Operating System: Clear Linux (28100) and Antergos (Linux)
Interface Version: rstan (Version 2.18.2, GitRev: 2e1f913d3ca3)
Compiler/Toolkit: gcc 8.3.1 and gcc 8.2.1
Hi! Here is documentation for bernoulli_logit_glm, yet when I try it in a simple logistic regression model:
data {
int<lower=0> N;
int y[N];
matrix[N,4] X;
real mu0;
real mu1;
real sigma0;
real sigma1;
}
parameters {
real beta0;
vector[4] beta1;
}
model {
beta0 ~ normal(mu0, sigma0);
beta1 ~ normal(mu1, sigma1);
y ~ bernoulli_logit_glm(X, beta0, beta1);
// y ~ bernoulli_logit(beta0 + X * beta1);
}
I get the error:
Probability function must end in _lpdf or _lpmf. Found distribution family = bernoulli_logit_glm with no corresponding probability function bernoulli_logit_glm_lpdf, bernoulli_logit_glm_lpmf, or bernoulli_logit_glm_log
This comes up both in RStudio (preview) and when trying to compile the model.
I was intending to benchmark this model, and given Bob Carpenter’s statements in this post from October 2017:
Matthijs’s first major commit is a set of GLM functions for negative binomial with log link (2–6 times speedup), normal linear regression with identity link (4–5 times), Poisson with log link (factor of 7) and bernoulli with logit link (9 times). Wow! And he didn’t just implement the straight-line case—this is a fully vectorized implementation as a density…

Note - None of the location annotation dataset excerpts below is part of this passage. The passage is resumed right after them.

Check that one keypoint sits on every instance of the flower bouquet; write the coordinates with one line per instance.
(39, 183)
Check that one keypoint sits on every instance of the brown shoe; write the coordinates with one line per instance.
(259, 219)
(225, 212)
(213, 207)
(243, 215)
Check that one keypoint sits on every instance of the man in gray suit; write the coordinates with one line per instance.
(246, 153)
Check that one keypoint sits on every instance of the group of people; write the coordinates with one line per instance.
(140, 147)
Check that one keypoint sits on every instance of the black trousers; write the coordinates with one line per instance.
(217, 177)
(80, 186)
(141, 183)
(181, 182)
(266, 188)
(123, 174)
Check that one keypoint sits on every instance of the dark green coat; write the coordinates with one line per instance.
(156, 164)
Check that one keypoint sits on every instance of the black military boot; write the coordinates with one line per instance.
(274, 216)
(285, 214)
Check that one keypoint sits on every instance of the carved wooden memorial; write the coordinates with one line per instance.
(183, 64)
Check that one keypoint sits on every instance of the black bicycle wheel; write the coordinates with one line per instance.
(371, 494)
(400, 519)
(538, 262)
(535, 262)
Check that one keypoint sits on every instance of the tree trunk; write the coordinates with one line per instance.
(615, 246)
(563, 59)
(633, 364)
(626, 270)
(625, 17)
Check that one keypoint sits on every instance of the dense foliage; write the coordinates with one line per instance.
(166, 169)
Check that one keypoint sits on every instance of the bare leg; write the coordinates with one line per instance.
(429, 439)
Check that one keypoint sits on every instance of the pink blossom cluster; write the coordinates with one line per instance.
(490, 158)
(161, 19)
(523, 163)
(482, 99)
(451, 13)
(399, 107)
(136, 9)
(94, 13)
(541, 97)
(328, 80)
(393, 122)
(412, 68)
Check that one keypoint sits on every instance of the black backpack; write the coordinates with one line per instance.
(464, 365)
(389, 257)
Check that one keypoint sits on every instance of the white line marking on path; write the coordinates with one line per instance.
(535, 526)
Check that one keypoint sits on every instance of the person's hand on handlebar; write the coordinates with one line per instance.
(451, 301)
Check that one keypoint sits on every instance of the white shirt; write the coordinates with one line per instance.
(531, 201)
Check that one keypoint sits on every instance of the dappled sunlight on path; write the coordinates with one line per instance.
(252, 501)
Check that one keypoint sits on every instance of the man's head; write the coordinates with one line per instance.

I could also try clang 7.0.1.
I also have a roughly 1-week old build of gcc-trunk (ie, the development branch).
Even my Ubuntu laptop has gcc 8.2.0 as the default compiler, but I’d (not knowing the Stan code base) be surprised if it’s the compiler…
I can try on the laptop later.
Do you know if there is an easy way to build and install the develop branch?
If I were to install_github, with ref=“develop”, it would use the development branch of rstan, which still points at Stan 2.18.
The problem is that the development version of RStan (the interface) looks like it does not use the development version of Stan. FWIW, I did just run that, restarted R, and see the same behavior. stan_version() still returns 2.18.
@bgoodri, any suggestions, or time-frame until a release where these glm functions are supported?
I’d just like to pop in and mention I am also having these difficulties, or a related one at least. I was going to start a new thread but found this via the search…
data {
int<lower=1> N; // total number of observations
int Y[N]; // response variable
int<lower=1> K; // number of population-level effects
matrix[N, K] X; // population-level design matrix
}
parameters {
real Intercept; // temporary intercept
vector[K] beta; // population-level effects
}
model {
target += normal_lpdf(Intercept | 0, 1);
target += normal_lpdf(beta | 0, 1);
for (i in 1:N){
target += bernoulli_logit_glm_lpmf(Y[i] | X, Intercept, beta);
}
}
Nor does this work
data {
int<lower=1> N; // total number of observations
int Y[N]; // response variable
int<lower=1> K; // number of population-level effects
matrix[N, K] X; // population-level design matrix
}
parameters {
real Intercept; // temporary intercept
vector[K] beta; // population-level effects
}
model {
target += normal_lpdf(Intercept | 0, 1);
target += normal_lpdf(beta | 0, 1);
target += bernoulli_logit_glm_lpmf(Y | X, Intercept, beta);
}
They won’t compile since there is no function found. The latest version of rstan, etc are installed (and just reinstalled to be sure).